John Bruce followed Birdie from the car. It was dark out here, exceedingly dark, but he could make out that the car had been driven into a narrow lane, and that they were close to the wall of a building of some sort. The two men gripped him by his arms. He felt the muzzle of Crang's revolver pressed into the small of his back.

“Mind your step!” cautioned Birdie gruffly.

It was evidently the entrance to a cellar. John Bruce found himself descending a few short steps; and then, on the level again, he was guided forward through what was now pitch blackness. A moment more and they had halted, but not before John Bruce's foot had come into contact with a wall or partition of some kind in front of him. One of the men who gripped his arms knocked twice with three short raps in quick succession.

A door opened in front of them, and for an instant John Bruce was blinded by a sudden glare of light; but the next instant, his eyes grown accustomed to the transition, he saw before him a large basement room, disreputable and filthy in appearance, where half a dozen men sat at tables drinking and playing cards.

A shove from the muzzle of Crang's revolver urged John Bruce forward into an atmosphere that was foul, hot and fetid, and thick with tobacco smoke that floated in heavy, sinuous layers in mid-air. He was led down the length of the room toward another door at the opposite end. The men at the tables, as he passed them, paid him little attention other than to leer curiously at him. They greeted Birdie and his companion with blasphemous familiarity; but their attitude toward Crang, it seemed to John Bruce, was one of cowed and abject respect.
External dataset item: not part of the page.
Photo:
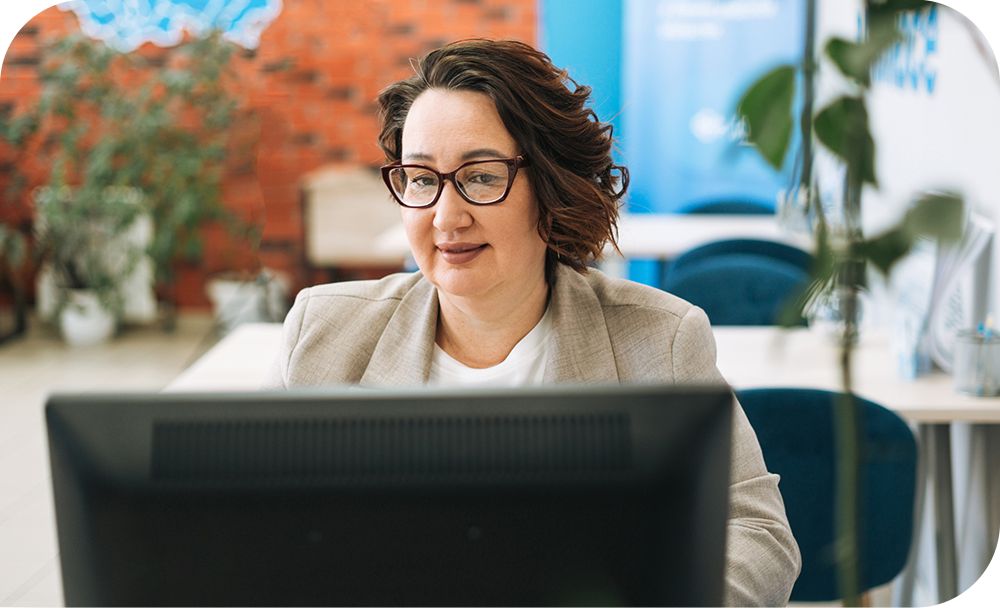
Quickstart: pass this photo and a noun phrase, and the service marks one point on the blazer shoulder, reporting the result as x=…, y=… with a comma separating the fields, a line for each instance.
x=391, y=287
x=622, y=293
John Bruce's teeth closed hard together. This was a nice place, an ominously nice place—a hidden den of the rats of the underworld, where Crang was obviously the leader. He was not so sure now that the promptings of so-called common sense had been common sense at all! His chances of escaping, practically hopeless as they had been in the car, would certainly have been worth trying in view of this! He began to regret his “common sense” bitterly now.

He was in front of the door toward which they had been heading now. It was opened by Birdie, and John Bruce was pushed into a small, dimly-lighted, cave-like place. Crang said something in a low voice to the two men, and, leaving them outside, entered himself, closing the door only partially behind him.

For a moment they faced each other, and then Crang laughed—tauntingly, in menace.